Souvenirs d’un enfant de Paris, vol. 1/Troisième partie/XV


XV

LES CARCASSIERS


Ce serait une erreur de croire que Théophile Gautier méprisât le mélodrame et le vaudeville, ou même le roman-feuilleton. Non seulement sa critique libérale créditait chacun de ces genres de sa valeur propre, mais encore il ne trouvait indigne de personne de s’y essayer, pas plus qu’au journalisme d’ailleurs. On ignore assez généralement qu’il en donna le triple exemple.

Le Vaudeville qu’il écrivit avec Siraudin avait pour titre : Un Voyage en Espagne, et il fut représenté aux Variétés le 20 septembre 1843. C’était ce qu’on appelait alors une « arnalerie », du nom du comédien célèbre pour qui travaillaient à l’envi les hommes d’esprit du boulevard. Il est à présumer que la publication de Tra los montes, qui est de la même année, inspira au directeur l’idée de tirer parti à la scène de la réussite du livre en librairie. Toujours est-il que cette excursion dans le domaine de Scribe ne paraît avoir été ni heureuse ni fructueuse pour le poète.

Arnal y représentait le personnage de certain Reniflard, sorte de Perrichon avant la lettre, qui après fortune faite dans le commerce se payait un voyage instructif et pittoresque au pays de Gil Blas. Il n’y rencontrait, cela va sans dire, que des déboires, incarnés par force brigands de villes et de montagnes, et rentrait, tout à fait déçu du Cid et des manolas, dans sa bonne rue du Sentier.

Au dénouement, le gouvernement de Madrid, honteux des mésaventures de Reniflard, son hôte, lui faisait offrir, à titre de dédommagement, une liasse de papiers de rentes sur la Banque Nationale d’Espagne.

— Le roi est trop aimable, disait Arnal, remerciez-le bien de ma part, mais j’aime mieux une simple feuille de papier à cigarette, j’y gagne !

Un Voyage en Espagne n’a pas été publié dans le « Théâtre » de Théophile Gautier, et on ne le trouve, quand on le trouve, qu’en brochure dans l’édition in-8 à deux colonnes de Tresse. Ceci pour les gautiéristes, fervents des princeps du maître.

Il en va de même pour La Juive de Constantine, mélodrame en cinq actes, que la Porte-Saint-Martin offrit à sa clientèle le 16 novembre 1846. Théophile Gautier y avait pour collaborateur Noël Parfait, son compagnon de route en Algérie. Voici comment il en conte la genèse dans le feuilleton de La Presse où il en rendit compte lui-même à titre de critique :

« Il existait à Constantine, dans le cimetière juif, deux ou trois tombes vides, bien qu’elles portassent des épitaphes. Ces tombes étaient celles de jeunes filles israélites, parfaitement vivantes, mais qui avaient eu la faiblesse d’écouter les suggestions amoureuses des chrétiens. Pour cette faute, la tribu les avait rejetées de son sein et frappées de mort civile, en leur faisant subir de fausses funérailles.

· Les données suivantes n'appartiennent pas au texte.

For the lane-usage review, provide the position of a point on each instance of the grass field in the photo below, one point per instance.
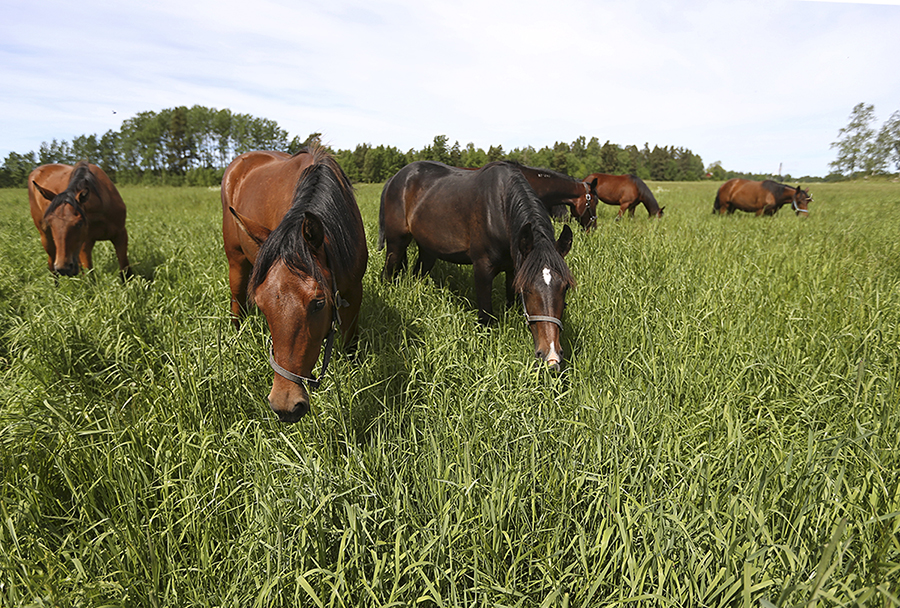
(726, 431)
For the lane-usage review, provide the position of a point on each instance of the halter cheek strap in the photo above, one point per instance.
(313, 383)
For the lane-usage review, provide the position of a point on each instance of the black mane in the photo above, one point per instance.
(323, 190)
(523, 207)
(81, 179)
(775, 188)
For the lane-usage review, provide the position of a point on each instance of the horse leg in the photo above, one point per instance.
(121, 246)
(424, 263)
(395, 256)
(87, 255)
(484, 282)
(238, 279)
(349, 318)
(510, 294)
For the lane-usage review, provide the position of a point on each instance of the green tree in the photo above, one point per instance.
(853, 140)
(888, 141)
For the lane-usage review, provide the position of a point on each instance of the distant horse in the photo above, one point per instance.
(492, 219)
(295, 243)
(626, 191)
(560, 193)
(73, 208)
(764, 198)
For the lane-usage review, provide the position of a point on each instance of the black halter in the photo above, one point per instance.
(535, 318)
(313, 383)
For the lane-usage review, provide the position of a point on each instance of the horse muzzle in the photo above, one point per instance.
(67, 270)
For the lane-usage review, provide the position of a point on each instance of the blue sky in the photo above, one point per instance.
(751, 84)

« Ces pauvres filles jouissaient du singulier privilège de pouvoir lire la date de leur décès, inscrite sur la pierre et de jeter elles-mêmes des fleurs sur leur propre monument.

« Quand les autres juifs les rencontraient par les rues, ils affectaient de ne pas les voir et ne répondaient pas si elles leur adressaient la parole. Une convention tacite les supprimait de la face du monde ; le silence et l’oubli les enterraient déjà plus qu’à moitié.

« L’une d’elles, dont l’amant fut tué dans un combat, errait à travers Constantine comme un spectre diurne, épouvantée d’elle-même, l’égarement de la folie dans les yeux et la pâleur du sépulcre sur les joues. Semblable à Jane Shore, elle se traînait de seuil en seuil, hâve et maigrie, et frappait à toutes les portes qui s’ouvraient et se refermaient aussitôt, sans laisser passer la parole de commisération ou le morceau de pain qu’elle implorait. Cela ne dura pas longtemps : la tombe vide, frustrée un moment, rouvrit sa mâchoire et avala sa proie. »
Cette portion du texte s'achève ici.